You guys are just rented mules… I can beat you all like one if I want to.
…and then Pelosi said with a straight face…. well with all that Botox how else could she say it…
“….. and when I finish here, I’m going to get right down to business and develop a balanced budget, look for places where we can cut reckless spending and create some jobs!”
it’s important for organizations like this to continue to support football because without football we wouldn’t have the constant supply of citizens with head injuries to keep voting for candidates like me. you know… where I come from, “football” is what we call what you Americans call soccer.
anybody got any choom?
…take my wife…. please!
…was “Do you guys do waffle irons?”
… was “you know I love nothing better than to go shotgunning with Joe”
… was how much he looked forward to comparing Michelle’s booty to Beyonce’s
…if you think the problems I’ve caused are bad, just wait until you see my solutions.

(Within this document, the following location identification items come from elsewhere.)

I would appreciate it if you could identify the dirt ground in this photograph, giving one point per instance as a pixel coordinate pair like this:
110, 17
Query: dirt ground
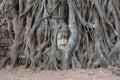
76, 74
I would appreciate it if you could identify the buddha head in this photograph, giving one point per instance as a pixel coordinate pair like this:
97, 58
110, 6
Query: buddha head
62, 37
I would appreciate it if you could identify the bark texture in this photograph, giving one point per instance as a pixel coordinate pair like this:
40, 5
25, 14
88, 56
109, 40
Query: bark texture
62, 34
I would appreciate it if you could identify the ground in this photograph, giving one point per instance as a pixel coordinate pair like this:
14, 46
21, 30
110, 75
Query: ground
75, 74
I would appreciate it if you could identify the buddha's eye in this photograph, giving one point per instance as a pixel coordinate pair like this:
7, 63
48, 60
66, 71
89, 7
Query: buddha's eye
59, 37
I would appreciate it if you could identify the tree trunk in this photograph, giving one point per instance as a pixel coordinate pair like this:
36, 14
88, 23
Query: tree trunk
62, 34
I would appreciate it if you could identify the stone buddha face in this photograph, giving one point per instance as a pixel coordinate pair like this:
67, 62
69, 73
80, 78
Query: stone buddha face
62, 37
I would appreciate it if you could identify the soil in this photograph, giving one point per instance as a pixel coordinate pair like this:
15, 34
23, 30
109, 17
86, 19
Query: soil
75, 74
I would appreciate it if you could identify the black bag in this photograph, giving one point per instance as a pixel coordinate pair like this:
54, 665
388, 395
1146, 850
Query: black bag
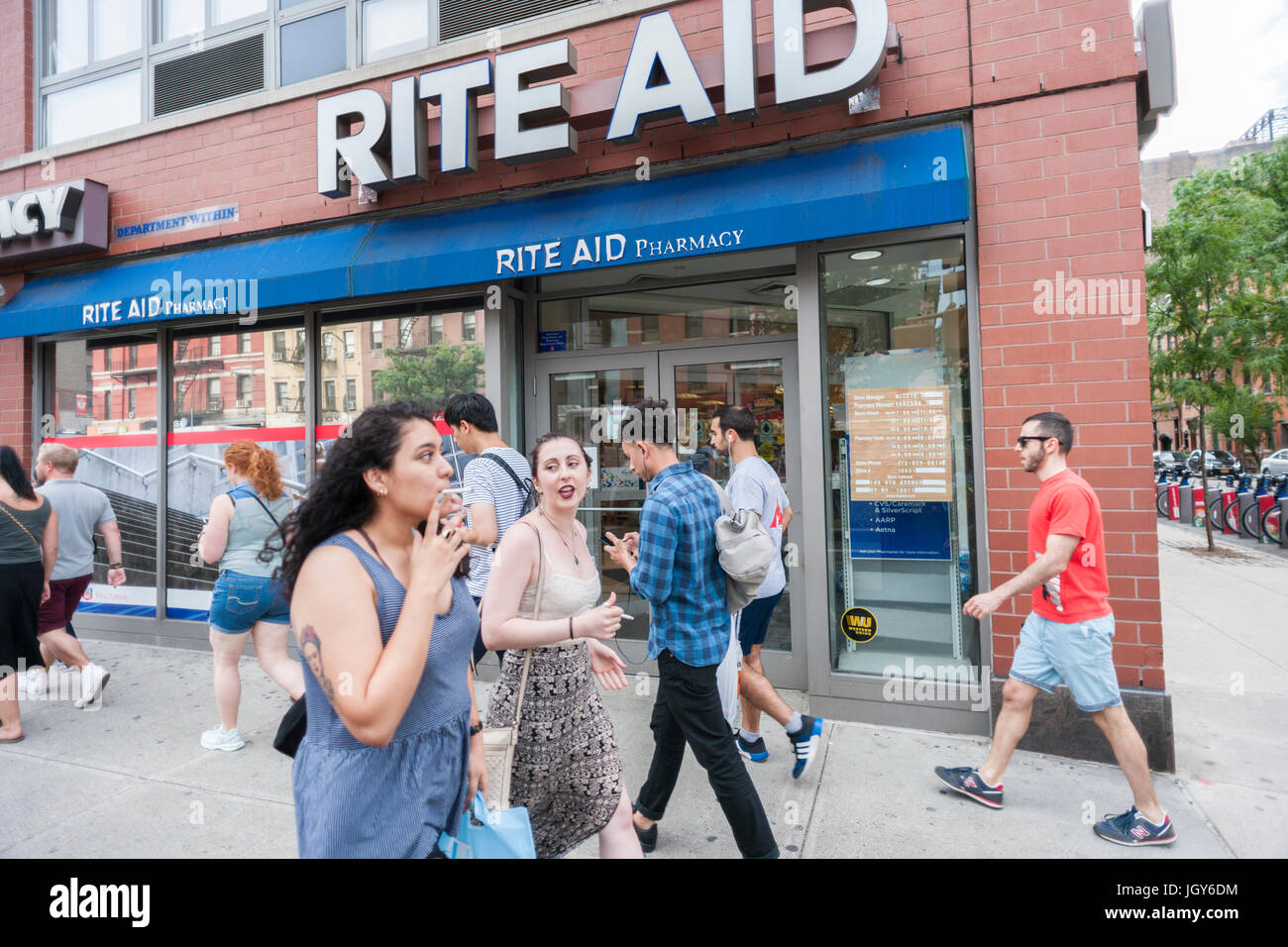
531, 499
290, 732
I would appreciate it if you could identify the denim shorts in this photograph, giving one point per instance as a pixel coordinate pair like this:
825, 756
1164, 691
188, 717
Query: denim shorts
1081, 655
754, 621
240, 600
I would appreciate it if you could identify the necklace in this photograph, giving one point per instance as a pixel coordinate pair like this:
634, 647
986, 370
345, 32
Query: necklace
576, 560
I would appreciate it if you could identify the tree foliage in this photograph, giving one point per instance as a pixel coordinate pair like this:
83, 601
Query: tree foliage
1218, 313
430, 376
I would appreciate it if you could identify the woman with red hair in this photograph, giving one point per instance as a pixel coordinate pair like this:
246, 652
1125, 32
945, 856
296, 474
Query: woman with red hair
246, 600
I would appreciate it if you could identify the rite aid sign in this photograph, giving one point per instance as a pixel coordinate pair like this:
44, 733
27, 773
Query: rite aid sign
660, 80
53, 221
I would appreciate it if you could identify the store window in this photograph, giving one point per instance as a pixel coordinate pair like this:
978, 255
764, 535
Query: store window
108, 412
900, 455
738, 309
393, 27
218, 399
313, 47
94, 107
80, 34
412, 371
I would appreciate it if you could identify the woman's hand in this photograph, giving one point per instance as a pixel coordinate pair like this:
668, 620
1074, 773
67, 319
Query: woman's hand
436, 554
606, 665
477, 770
599, 622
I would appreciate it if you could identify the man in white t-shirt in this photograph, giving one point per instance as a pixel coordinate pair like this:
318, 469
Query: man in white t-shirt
494, 487
754, 486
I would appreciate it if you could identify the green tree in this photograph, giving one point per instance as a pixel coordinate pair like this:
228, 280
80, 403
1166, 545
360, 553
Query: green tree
430, 376
1215, 290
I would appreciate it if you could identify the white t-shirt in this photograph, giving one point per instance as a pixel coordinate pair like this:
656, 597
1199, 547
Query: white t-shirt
755, 486
485, 482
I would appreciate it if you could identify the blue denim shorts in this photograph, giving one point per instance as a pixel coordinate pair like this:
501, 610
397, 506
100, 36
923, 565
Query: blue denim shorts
1081, 655
754, 621
240, 600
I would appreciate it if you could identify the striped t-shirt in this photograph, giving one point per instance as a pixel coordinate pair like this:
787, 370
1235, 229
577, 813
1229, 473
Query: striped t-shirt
485, 482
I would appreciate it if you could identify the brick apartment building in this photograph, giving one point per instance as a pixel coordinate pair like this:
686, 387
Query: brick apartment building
892, 228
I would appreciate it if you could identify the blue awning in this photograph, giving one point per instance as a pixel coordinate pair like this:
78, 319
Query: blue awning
911, 179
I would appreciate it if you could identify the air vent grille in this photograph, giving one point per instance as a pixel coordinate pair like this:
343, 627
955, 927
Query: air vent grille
233, 68
463, 17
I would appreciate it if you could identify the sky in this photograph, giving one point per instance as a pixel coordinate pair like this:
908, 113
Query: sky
1232, 68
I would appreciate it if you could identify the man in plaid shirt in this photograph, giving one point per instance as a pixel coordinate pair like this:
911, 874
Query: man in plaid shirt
674, 564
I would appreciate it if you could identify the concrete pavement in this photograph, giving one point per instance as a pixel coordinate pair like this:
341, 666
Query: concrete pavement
132, 780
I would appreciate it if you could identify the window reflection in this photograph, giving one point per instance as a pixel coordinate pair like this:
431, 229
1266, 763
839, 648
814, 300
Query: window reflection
104, 405
900, 453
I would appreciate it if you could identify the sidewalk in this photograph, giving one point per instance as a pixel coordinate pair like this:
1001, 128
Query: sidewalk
132, 780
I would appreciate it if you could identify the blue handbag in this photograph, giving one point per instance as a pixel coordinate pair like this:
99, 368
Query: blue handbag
485, 834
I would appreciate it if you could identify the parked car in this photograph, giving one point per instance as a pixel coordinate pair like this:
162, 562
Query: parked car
1171, 462
1218, 463
1276, 463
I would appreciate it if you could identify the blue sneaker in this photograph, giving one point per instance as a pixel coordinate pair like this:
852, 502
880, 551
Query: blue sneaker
1133, 828
754, 750
805, 744
969, 783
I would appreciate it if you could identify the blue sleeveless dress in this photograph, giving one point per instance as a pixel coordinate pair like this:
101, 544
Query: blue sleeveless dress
362, 801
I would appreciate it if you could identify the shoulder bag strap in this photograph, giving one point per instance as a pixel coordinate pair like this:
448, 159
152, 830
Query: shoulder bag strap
18, 522
509, 470
536, 611
268, 512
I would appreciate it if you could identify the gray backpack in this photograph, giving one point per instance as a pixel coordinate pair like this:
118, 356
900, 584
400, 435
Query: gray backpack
746, 552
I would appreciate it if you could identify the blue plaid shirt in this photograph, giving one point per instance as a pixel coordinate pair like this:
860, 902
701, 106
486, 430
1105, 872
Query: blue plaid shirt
679, 569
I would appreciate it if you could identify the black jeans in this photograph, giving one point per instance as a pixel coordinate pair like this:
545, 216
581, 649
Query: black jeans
480, 648
688, 711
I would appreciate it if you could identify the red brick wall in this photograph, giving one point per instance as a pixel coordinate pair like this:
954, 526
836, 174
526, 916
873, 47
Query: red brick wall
1059, 192
16, 75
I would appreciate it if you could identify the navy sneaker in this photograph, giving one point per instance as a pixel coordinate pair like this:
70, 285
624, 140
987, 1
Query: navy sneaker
805, 744
754, 750
647, 836
969, 783
1133, 828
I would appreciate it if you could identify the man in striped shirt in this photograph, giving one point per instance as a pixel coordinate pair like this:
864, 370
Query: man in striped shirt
674, 564
493, 483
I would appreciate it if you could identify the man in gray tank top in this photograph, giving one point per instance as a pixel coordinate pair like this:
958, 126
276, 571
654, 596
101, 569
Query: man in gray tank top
81, 509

uh uh uh er uhI want you all to know that uh uh uh er uhI love ironing grids, and that joey and uh uh uh er uh I press grids all the time.uh uh uh er uh Ioften travel to Camp David to iron grids. so let me be clear, uh uh uh er uh I am not trying to take your grids away from you, and that you should be able to hunt grids, uh uh uh er uhI am just saying we need sensible uh uh uh er uh regulations of grids.
…”Fore!”
“Don’t taz me. bro!”
is “Free Press” an oxymoron or a non sequitor? Whatev
We all need to pay more attention to which office windows are really doors now that “Biden’s got a gun”
its a good thing I’m at this event because my other plan was to go play a round of golf in my home state.
you like me! you really really like me!
…I just flew in from the golf course, and boy are the taxpayers arms tired.
…So a Jew and a Muslim walk into a bar and the bartender goes BOOM!!!! Ha Ha and they had mixed drinks. On the house. Down the street. Ha Ha I don’t get it either.
…My foreign policy? Talk like a stud but make sure my Sec. of State is a horse of a different color.
…And then Michelle says does this alternate universe make my butt look fat? And then Michael Moore says does that first ladies butt make me look this skinny or am I just glad to see her?
…And God says Just the one wish My son, and I’m all like well I’m God now so it’s all good and here we are folks me being all worshiped and stuff and it sure sucks not to be me don’t it?
…enough about me. Let’s talk about me.
…was, “Excuse me while I scratch Michelle’s ass.”
… No, Really. My approach WILL be balanced…
Why worry about drone strikes? As long as the worker bees stay on the job, who cares if the drones go on strike?
… you are all doing jobs that I would not allow my son to do.
…safe sex? You know how Weebles wobble but they don’t fall down? Michelle got a Weeble booty and a bungie cord. And our safe word is “Who let the dog in?”
…Tiger Woods just gave me a new set of clubs when we played togther, and I have to tell you that the grid iron is my favorite club now.
…..Since you are all members of the press, I trust you’ve already written glowing reports about the speech I’m about to give.
@26 and @41 – my personal cheers…
… Oh, and @13. . . .
…was when he referred to Biden as the brains of his administration.
“… and I conclude my speech with the reminder that I have my finger on the drones, and if you do not write complimentary enough articles about me…
….now take MY budget proposal….wait a minute!! I swear had it here just a minute ago, honest! Alright, who took my homework so I couldn’t turn it in?
…now take my wife — please!
So, Doctor, does it hurt when I do this? No? How about NOW!?